Демоническое — это нечто бессодержательное, скучное.


Так как в связи с внезапным я привлек внимание к проблеме эстетического представления демонического, мне хотелось бы теперь еще раз вернуться к этому же вопросу. Как только демона наделяют речью и собираются теперь представить его художнику, которому необходимо решить такую задачу, нужно ясно осознавать все эти категории. Он знает, что демоническое по сути своей мимично; внезапного, однако же, он не может добиться, поскольку этому мешают реплики. Он не станет заниматься жульничеством, стараясь сделать вид, будто благодаря внезапному и отрывистому выкрикиванию отдельных слов он в состоянии добиться истинного впечатления. Потому он совершенно правильно избирает нечто прямо противоположное, то есть скучное. Непрерывность же, которая соответствует внезапному, — это то, что можно было бы назвать "неумиранием". Скука, неумирание — это как раз и есть непрерывность внутри Ничто. Теперь число, приведенное в народном сказании, можно понять несколько иначе. Три тысячи лет подчеркиваются здесь не в плане внезапного; вместо этого весь этот огромный промежуток времени вызывает представление о мрачной пустоте и бессодержательности зла. Свобода спокойно пребывает в непрерывности, противоположность этому — внезапность; однако противоположность будет заложена и в самом таком спокойном пребывании, вызывающем представление о человеке, который выглядит так, будто он уже давно умер и похоронен. Художник, понимающий все это, тотчас же убедится в том, что, найдя правильный способ представить демоническое, он вместе с тем нашел и подходящее выражение для комического. Комического воздействия можно добиться совершенно тем же способом. Если удерживать на расстоянии все этические определения зла, используя тут только метафизические определения пустоты, у нас останется лишь тривиальное, которому нетрудно придать комический аспект .

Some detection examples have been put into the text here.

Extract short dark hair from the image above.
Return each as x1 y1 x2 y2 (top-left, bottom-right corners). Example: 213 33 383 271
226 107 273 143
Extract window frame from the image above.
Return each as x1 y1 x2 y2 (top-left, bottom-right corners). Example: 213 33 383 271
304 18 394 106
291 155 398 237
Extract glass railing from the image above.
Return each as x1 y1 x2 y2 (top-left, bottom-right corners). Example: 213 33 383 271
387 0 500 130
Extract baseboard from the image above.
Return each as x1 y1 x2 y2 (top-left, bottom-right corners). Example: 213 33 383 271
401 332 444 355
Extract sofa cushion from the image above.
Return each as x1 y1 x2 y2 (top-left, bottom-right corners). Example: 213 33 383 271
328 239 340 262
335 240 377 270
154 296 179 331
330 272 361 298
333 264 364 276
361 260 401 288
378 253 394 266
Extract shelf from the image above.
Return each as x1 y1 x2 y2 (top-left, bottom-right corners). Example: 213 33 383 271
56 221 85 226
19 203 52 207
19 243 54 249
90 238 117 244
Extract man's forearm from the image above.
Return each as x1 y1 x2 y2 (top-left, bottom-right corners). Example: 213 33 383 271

Бессодержательное, скучное означает опять-таки нечто закрытое. В отношении к внезапному рефлектирующее определение закрытого обращено в направлении к содержанию. Если теперь я включу сюда определения "бессодержательного", "скучного", то в рефлексии это будет связано с содержанием, тогда как закрытое с формой, которая соответствует этому содержанию. Таким образом, все понятийное определение оказывается замкнутым и завершенным; ибо формой бессодержательного как раз и оказывается закрытость. Следует постоянно помнить о том, что, в соответствии с предложенным мною речевым употреблением, человек не может быть закрыт в Боге или в добре, поскольку такая закрытость означала бы как раз величайшее расширение и величайший охват. Потому, чем определеннее развита в человеке совесть, тем более он широк, даже если в остальном он закрывает себя от всего мира.